Indeed, they are, and in ways that can be quantified and enumerated and used to bolster support.
This was Ken Haycock's very essential point in his 2 blog posts on July 25th regarding the brouhaha. Advocacy that appears self-serving will do more harm than good. Instead, craft advocacy messages that
- show an ability to connect with patrons;
- are based on data that documents unique value;
- result from relationships with decision makers;
- reflect an understanding of priorities;
- offers solutions, not problems.
It is this kind of service that turns a dining experience - regardless of the food - from merely good to sublime.
Back here in Toronto Councillors themselves have already foregone a salary increase and cut office budgets. While many will call this purely symbolic, the fact is real dollars are involved, dollars that hopefully will be used in some front line service activity.

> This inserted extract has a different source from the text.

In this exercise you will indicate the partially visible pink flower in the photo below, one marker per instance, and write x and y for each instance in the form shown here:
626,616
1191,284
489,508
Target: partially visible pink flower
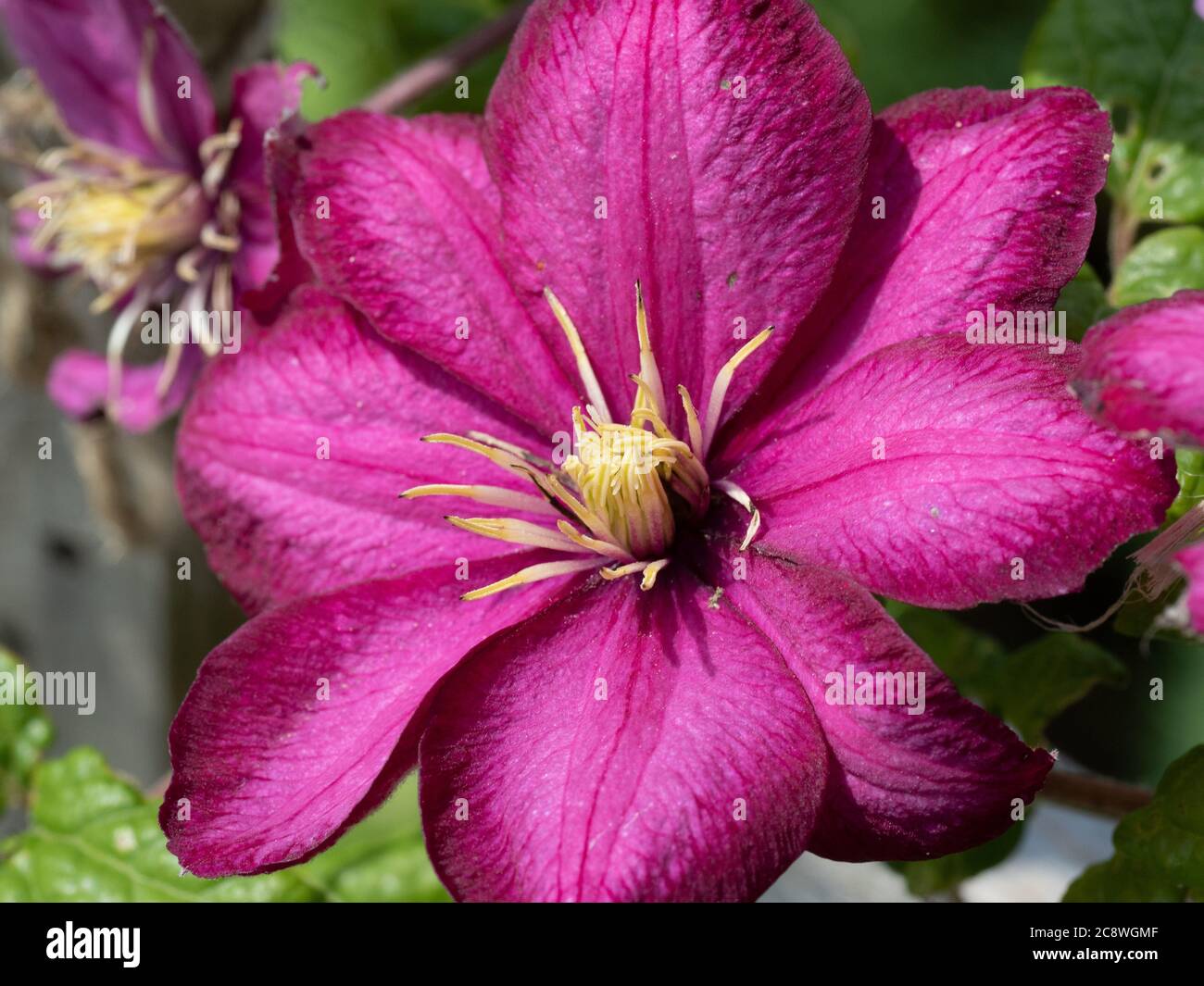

I'm not sure any library of any kind can ever achieve that seamless perfect service. Inevitably the choice of one resource denies the possibility of another. I have purchased many books simply because my Library doesn't have them, or has only a single non-lending copy. I have read yet many more books I did not even know existed because of all the materials my Library did acquire, and it was just there on the shelf waiting for me.
And I think this is where we find the beauty, power and value of Public Libraries - with so much to learn in such a big world, the Public Library brings it down to scale.